Imaging With CCD Camera
The full image of fluorescent signals being emitted from a 36×12 inch membrane upon appropriate illumination can be acquired within about 1.5 minutes with a CCD camera operating in TDI mode. Fluorescent images are acquired by a CL-E1-2048-S CCD camera (DALSA Inc., Waterloo, Ontario, Canada) equipped with a 2048×96 pixel IL-EI-2048 TDI array (DALSA). The camera housing is mated to a custom fabricated peltier cooling system, which cools the camera to 0° C. during scanning operations. The analog output of the CCD camera is digitized and written to disk using an AT-MIO-16F-5 Multifunctional I/O board, which is mounted in a 486 PC-AT computer. Intermediate to the CCD camera and the I/O board is a custom designed interface board, which provides compatibility between the camera and the I/O board. Also, the I/O board can generate a trigger signal that's used to shift CCD pixel rows for TDI scanning. A f/1.4 50-mm focal-length Nikon photographic lens is mounted on the camera, and fluorescing membranes are imaged at an approximate distance of 29.5 inches from the lens for 150 dots per inch (dpi) resolution or at about 17 inches for 300 dpi resolution. When generating an image, the membrane mounted to the rotating inner cylinder of the hybridization device is moved across the camera's field of view.

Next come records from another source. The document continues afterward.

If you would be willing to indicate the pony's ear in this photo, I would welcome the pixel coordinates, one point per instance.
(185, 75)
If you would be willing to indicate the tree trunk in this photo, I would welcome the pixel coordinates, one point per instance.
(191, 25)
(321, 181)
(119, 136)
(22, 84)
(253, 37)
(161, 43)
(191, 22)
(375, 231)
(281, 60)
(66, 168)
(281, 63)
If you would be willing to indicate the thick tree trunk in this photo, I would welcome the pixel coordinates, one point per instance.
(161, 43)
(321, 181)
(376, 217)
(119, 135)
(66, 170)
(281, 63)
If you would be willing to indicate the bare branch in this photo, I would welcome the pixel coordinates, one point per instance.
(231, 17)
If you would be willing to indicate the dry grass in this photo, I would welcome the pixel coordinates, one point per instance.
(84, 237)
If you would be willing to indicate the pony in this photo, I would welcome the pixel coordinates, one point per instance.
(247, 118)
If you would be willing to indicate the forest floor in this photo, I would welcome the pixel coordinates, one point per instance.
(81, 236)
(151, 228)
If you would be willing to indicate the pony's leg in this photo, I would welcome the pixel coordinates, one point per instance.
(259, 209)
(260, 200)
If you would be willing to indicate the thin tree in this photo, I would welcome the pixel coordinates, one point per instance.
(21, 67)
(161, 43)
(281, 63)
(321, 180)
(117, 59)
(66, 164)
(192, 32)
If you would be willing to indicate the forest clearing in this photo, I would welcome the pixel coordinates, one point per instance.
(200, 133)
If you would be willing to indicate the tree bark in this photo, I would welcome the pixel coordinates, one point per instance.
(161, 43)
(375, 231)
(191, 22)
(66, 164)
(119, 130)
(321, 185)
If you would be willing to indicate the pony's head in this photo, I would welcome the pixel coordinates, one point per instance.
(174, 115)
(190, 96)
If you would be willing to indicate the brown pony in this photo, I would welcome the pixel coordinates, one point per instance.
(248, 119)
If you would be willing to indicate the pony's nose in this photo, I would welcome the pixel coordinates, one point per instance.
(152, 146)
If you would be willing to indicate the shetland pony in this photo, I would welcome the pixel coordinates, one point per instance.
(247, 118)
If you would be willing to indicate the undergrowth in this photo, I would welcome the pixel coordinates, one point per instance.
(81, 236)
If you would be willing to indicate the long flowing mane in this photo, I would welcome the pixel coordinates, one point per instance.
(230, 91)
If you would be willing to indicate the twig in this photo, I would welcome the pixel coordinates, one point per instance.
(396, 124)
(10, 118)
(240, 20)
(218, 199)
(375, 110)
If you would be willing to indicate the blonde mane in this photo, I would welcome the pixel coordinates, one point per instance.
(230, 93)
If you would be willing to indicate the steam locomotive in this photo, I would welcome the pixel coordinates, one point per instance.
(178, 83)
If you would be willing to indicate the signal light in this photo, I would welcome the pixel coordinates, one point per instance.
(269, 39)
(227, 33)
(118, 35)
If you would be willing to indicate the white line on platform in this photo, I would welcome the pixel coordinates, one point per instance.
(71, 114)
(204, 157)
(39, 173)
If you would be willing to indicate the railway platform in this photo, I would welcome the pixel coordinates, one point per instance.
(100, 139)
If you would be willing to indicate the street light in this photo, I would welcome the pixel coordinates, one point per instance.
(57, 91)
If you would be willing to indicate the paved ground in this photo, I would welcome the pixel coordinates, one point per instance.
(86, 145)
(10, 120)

An area CCD array is composed of two major functional components, a parallel register consisting of a two-dimensional array of light-sensitive CCD elements, and a single-line linear output register, positioned along one side of the parallel register and connected to an on-chip amplifier. Photons striking the CCD surface generate photoelectrons, which are trapped in the CCD element nearest to the location of photon incidence. After the array has been exposed to light, readout of the photo generated charge is performed by simultaneously shifting charge packets of all lines in parallel toward the output register. Having arrived in the output register, the charge packets are shifted one by one in the perpendicular direction toward the on-chip amplifier and subsequent analog to digital conversion.
When a CCD snapshot is acquired, all photo generated charge packets are read out in an uninterrupted series of parallel transfers followed by serial transfers and digitization after the shutter has closed. No charge transfer takes place during exposure. In TDI mode, in contrast, the parallel shifting of the charge toward the output register is under the control of an external trigger, the TDI trigger. The parallel transfer is delayed until the arrival of a pulse on the time delay trigger line. The controlled transfer of charge is used while the photoactive area is exposed to light and the accumulation of photo generated charge takes place. A line in the resulting TDI image represents light from a line in the object plane that's scanned across the field of view of the camera. This is made possible by synchronizing the image scan speed and the trigger signal, which controls the pixel migration speed. The major advantage of using the TDI mode (also true for line scan mode) is that the number of scan lines is not limited to the number of lines of the parallel register as in standard full-frame operation. The limitations on the length of the TDI scan are determined by the maximum size of the digital storage space, which can be a computer hard disk. A further advantage of TDI mode is its ability to average differences in CCD pixels. Each element of an image is the result of the incremental charge accumulations in the TDI pixels when the image element coincided therewith.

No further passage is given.